AddThis SmartLayers

Valleys weeklies shake-up to go ahead

Trinity Mirror is pushing ahead with its plans to turn seven editors into four at its ‘Celtic Weeklies’ series.

A consultation with staff has now ended at seven South Wales newspapers which each had their own editor.

They will now come under the remit of four editors with a fifth taking up the role of West Wales multimedia editor.

Three of Media Wales’ six branch offices have been closed in Aberdare, Ebbw Vale and Neath while offices in Merthyr, Bridgend and Pontypridd will remain open.

There will now be one editor each for:

Merthyr Express, Rhymney Valley and Gwent Gazette
Rhondda Leader, Pontypridd Observer
Cynon Valley Leader
Glamorgan Gazette, Neath and Port Talbot Guardian

Two editors, along with two senior reporters and an inputter, have taken voluntary redundancy while two production journalists and a manager have also left the main Cardiff newsroom.

Martin Shipton, joint father of the NUJ chapel, said: “We managed to achieve a situation where there were no compulsory redundancies which we’re pleased about.

“Trinity Mirror imposed budget cuts and told centres it was up to them locally to decide how they imposed those cuts.

“Our bottom line was there should be no compulsory redundancies.”

A chapel meeting is due to be held today in Cardiff with Barry Fitzpatrick, national organiser with the National Union of Journalists.

Martin said the group would be discussing the policy of non-replacement of departed staff.

Trinity Mirror declined to comment on this story.

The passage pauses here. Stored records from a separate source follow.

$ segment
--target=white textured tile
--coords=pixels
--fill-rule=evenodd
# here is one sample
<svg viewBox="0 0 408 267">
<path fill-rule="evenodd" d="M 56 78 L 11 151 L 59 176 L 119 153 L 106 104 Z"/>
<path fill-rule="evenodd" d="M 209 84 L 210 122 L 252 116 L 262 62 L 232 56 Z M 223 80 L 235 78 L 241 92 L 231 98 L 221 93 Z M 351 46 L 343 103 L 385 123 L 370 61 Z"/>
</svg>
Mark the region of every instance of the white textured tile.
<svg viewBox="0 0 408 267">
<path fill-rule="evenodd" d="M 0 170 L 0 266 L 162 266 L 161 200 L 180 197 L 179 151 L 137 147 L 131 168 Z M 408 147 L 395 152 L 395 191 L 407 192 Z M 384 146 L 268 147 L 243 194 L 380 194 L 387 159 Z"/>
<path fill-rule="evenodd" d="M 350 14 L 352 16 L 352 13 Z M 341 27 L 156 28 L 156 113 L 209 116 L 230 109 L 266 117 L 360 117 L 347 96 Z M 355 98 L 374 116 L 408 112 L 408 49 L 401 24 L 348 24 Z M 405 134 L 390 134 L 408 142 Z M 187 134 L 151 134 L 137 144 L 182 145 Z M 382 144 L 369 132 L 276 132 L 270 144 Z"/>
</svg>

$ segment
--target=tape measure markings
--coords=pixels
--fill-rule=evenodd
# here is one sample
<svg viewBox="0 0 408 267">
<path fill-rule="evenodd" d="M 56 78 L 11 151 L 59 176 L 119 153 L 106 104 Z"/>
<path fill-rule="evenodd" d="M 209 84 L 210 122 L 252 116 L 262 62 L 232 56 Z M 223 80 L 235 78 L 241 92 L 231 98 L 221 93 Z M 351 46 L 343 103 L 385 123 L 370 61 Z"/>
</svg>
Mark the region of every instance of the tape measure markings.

A statement issued at the start of the consultation last month said: “Each of the six branch offices represents a significant cost to the business, however the use of new technology means that a physical presence at each of these locations is no longer essential.”

  • In a separate development, the National Assembly for Wales is extending the remit of its Culture and Communities Broadcasting Sub-Committee to include Welsh newspapers.

    Martin said the Assembly had announced plans to hold an inquiry into the future of Welsh newspapers early next year in the light of recent redundancy announcements. He added: “We’re taking the view that we have bigger battles to fight. We’re extremely concerned about the whole future.”